Health - Public Health News

Posted on: September 30, 2022

[ARCHIVED] With Polio’s Return to the New York Region, Make Sure You and Your Kids are Vaccinated

You may have heard news in the last few months about the return of Polio Virus to some parts of the United States, specifically to the New York region. Polio had been eliminated in the United States. This new confirmed case of paralytic polio in an unvaccinated person has health officials worried. Many people who are infected don’t show any symptoms or have only mild symptoms. Unfortunately, even though they feel fine, infected people often spread the virus to others - especially children - who can become very sick, paralyzed, or even die. 

How did Polio make a come back in the United States and where has it been found? 

To understand how this happened, it is important to understand the different types of Polio and the different types of vaccines against Polio. 

Inactivated Polio Vaccine (IPV) is a kind of vaccine that has the dead polio virus. This is the only kind of polio vaccine given in the United States. 

Oral Polio Vaccine (OPV) is a kind of vaccine given in other countries, but not in the United States. It contains a live strain of the virus that has been weakened. If it is allowed to circulate in under- or un-immunized groups of people for long enough or replicate in someone with a weakened immune system, the weakened virus can revert to a form that causes illness and paralysis. 

The Polio Virus found in the New York region is a type that mutated from an OPV virus. It originally came from someone who traveled to the US from a country with a low vaccination rate that still uses OPV. 

What can I do? 

Make sure you and your children are up to date on your Polio vaccine. If you’re not sure, talk with your healthcare provider. Vaccinated adults who plan to travel to the New York area (or another country with Polio) can also get a lifetime booster shot against the virus. Talk with your provider about getting the shot and with your insurance company about coverage for adult vaccines. 

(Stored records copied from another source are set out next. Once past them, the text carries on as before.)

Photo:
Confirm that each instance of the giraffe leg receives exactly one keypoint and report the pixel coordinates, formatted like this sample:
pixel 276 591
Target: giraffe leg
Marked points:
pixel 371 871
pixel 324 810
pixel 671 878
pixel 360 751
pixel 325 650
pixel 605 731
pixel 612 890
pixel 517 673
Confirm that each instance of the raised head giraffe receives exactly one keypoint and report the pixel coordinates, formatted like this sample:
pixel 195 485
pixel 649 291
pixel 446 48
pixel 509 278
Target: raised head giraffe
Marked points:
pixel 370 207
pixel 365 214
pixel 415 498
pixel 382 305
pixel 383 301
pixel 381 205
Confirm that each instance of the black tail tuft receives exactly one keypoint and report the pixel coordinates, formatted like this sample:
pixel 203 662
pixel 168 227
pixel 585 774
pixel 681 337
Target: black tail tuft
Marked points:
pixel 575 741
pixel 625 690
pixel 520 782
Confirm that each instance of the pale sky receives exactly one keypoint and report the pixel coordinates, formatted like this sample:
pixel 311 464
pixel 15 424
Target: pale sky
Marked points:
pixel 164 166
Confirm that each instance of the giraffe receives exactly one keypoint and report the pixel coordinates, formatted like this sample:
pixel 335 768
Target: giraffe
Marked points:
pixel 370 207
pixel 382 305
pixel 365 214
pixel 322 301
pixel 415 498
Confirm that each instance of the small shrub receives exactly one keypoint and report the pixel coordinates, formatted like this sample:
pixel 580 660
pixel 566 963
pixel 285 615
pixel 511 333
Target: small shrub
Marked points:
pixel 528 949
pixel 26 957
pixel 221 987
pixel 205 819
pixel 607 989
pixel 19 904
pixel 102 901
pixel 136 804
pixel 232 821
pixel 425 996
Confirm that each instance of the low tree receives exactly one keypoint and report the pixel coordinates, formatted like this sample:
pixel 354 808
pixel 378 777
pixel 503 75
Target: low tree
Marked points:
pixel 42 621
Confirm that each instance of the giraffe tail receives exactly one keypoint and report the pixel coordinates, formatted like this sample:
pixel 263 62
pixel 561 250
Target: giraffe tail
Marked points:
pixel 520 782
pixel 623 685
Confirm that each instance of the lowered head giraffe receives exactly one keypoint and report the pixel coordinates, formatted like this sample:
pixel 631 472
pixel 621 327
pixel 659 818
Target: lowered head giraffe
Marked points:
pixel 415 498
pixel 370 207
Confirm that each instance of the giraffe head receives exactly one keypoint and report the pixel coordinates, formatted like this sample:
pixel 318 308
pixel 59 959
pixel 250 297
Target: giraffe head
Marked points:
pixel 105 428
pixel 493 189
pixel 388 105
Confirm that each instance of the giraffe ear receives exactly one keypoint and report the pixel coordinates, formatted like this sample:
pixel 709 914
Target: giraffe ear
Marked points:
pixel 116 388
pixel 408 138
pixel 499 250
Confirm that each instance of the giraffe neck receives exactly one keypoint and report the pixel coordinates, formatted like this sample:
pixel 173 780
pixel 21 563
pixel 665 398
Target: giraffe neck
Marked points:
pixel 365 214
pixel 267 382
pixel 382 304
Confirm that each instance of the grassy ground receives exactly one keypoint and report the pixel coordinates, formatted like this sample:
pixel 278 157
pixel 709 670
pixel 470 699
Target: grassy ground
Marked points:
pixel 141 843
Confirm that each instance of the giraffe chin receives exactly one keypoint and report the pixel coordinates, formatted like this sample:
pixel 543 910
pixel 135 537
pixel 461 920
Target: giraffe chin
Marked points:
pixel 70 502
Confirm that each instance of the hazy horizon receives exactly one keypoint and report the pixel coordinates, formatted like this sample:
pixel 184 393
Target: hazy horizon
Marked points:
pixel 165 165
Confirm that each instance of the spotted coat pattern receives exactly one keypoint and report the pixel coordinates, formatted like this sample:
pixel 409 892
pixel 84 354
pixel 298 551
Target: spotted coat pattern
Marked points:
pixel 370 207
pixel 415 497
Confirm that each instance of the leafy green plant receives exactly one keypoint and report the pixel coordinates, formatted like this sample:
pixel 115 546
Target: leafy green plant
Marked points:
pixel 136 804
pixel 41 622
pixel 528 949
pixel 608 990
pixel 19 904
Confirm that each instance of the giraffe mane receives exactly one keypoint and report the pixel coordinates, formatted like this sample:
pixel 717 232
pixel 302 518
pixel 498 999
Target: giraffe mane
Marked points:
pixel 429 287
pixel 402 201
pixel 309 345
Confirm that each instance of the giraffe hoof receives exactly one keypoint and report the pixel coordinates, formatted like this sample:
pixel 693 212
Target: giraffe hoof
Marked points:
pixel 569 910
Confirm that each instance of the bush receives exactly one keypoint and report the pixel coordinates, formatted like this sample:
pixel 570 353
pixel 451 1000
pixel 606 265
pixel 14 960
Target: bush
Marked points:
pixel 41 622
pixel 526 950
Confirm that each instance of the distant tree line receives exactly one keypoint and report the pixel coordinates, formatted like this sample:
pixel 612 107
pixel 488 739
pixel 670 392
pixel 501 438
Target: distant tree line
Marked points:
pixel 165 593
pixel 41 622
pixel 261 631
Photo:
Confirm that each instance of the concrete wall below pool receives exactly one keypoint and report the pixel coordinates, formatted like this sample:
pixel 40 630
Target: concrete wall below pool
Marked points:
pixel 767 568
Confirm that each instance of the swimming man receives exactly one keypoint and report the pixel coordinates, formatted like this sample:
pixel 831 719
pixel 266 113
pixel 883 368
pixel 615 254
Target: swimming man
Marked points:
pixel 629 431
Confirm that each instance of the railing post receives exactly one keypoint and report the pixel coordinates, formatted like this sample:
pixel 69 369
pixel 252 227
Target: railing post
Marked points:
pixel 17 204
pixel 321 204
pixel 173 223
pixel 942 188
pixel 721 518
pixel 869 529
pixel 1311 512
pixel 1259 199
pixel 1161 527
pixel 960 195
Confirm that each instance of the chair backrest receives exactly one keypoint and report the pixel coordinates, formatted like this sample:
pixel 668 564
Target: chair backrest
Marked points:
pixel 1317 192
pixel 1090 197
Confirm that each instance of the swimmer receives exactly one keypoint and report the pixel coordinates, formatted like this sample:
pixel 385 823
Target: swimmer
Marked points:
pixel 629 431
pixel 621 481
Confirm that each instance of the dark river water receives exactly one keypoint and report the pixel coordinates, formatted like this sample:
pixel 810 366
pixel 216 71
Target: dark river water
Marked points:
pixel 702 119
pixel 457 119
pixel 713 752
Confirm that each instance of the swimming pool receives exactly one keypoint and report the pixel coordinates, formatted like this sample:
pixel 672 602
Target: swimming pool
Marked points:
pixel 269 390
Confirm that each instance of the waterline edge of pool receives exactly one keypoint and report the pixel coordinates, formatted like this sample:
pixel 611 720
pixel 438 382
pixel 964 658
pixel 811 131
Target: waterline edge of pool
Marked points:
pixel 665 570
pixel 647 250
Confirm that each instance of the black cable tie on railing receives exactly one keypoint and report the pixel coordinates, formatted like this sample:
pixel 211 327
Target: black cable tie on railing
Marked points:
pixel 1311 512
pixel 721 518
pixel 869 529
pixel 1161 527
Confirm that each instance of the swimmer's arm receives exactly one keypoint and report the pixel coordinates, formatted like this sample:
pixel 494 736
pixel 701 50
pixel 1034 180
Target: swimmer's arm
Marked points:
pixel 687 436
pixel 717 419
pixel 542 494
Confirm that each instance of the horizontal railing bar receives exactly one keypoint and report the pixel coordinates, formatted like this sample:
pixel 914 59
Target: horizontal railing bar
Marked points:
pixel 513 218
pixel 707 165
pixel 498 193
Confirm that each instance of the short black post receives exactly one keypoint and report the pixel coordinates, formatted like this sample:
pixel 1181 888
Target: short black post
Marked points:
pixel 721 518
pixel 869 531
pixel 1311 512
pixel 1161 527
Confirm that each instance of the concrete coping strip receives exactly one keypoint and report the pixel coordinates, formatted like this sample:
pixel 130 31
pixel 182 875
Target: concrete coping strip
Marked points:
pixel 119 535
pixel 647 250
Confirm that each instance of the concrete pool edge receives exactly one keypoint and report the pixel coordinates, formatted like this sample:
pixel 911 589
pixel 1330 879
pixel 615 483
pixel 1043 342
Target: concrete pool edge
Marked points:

All childhood vaccines for people 19 or younger are covered through the Vaccines for Children (VFC) Program. Find a VFC provider on this map. If childhood vaccines are given by a non-VCF provider, you may have an out-of-pocket cost. 

Before the Polio Vaccine was invented, thousands of children in the US each year became paralyzed by the virus and hundreds died. We can prevent needless suffering and death by making sure this virus doesn’t spread within the United States ever again - make sure you and your family are vaccinated against Polio.